Problems with Attempts at Type Erasure using Boxes

Given a trait definition like the one below:

trait ExampleTrait<T> {
    // Return types are arbitrary for this simplified example
    fn borrowing_method(&mut self, val: T) -> bool;
    fn owning_method(self) -> T;
}

I am having issues with code like the following:

// obtain_vec() is stand-in for other code
// Returned vector is a collection of heterogenous trait objects
let collection: Vec<Box<dyn ExampleTrait<String>>> = obtain_vec();
for mut item in collection {
    // borrowing_method works fine as reference/pointer has constant size
    if item.borrowing_method("string".to_owned()) {
        // error[E0161]: cannot move a value of type dyn ExampleTrait<String>:
        // the size of dyn ExampleTrait<String> cannot be statically determined
        println!("{}", item.owning_method());
    }
}

Is there a way to call owning trait methods like owning_method on heterogeneous collections of trait objects?

Workarounds that I considered but that don't really work for me:

  • An enum over all possible implementations of ExampleTrait: this requires more code maintainence and would not handle external implementations of ExampleTrait on objects outside this code base
  • Downcasting the Box<dyn ExampleTrait>: runs into the same issues as the enum solution
  • Changing the type signature of owning_method to borrow the object: taking ownership (and then dropping the object upon completion of the method) is required for correctness in the code base where I extracted this example from

You can do:

-    fn owning_method(self) -> T;
+    fn owning_method(self: Box<Self>) -> T;

This is a weird hole in the language where you can end up with a dyn Trait that implements a method that is impossible to call (for some definition of "implements"), because you can't pass dynamically sized types like dyn Trait by value. I think it's accepted because some day it might be possible to do so? [Edit: yes, see below] Compare and contrast what happens when you put a Sized bound on the method.

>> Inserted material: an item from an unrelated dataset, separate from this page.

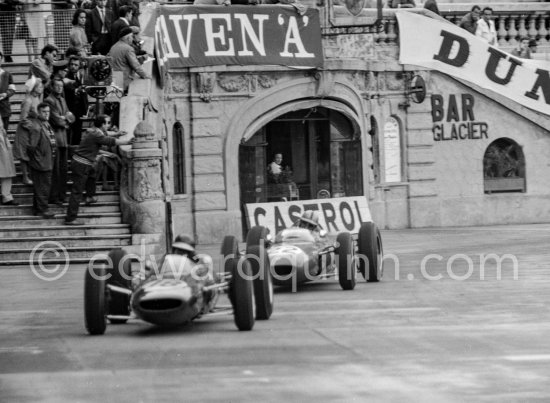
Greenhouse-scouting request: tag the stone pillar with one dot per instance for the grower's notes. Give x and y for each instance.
(142, 195)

(I say "hole in the language" because you can't necessarily work around it for DSTs other than dyn Trait using the Sized bound. You need to split up your trait or have a default implementation for the owning_method that all DSTs inherit.)

Edit: Found it:

2 Likes

FWIW, the usized_rvalues RFC may be reduced to "just" unsized_fn_params (which still covers this use case), and it seems it would act as mere sugar for the long-discussed &move references still lacking in the language:

fn owning_method(self: &move Self) -> T;

This way we do feature the necessary indirection for object safety, while avoiding the heap-allocation, which ought to be a soothing sight for #![no_std] / ]::alloc-less environments such as embedded :slightly_smiling_face:

1 Like

Perhaps a little off-topic, but could you perhaps provide some more info on that? The very concept makes little sense to me: if you need to move a value, just take ownership of it (either through some allocating type like a Box or Arc/Rc, or directly), borrows are simply the wrong tool for that. What value would move refs even provide?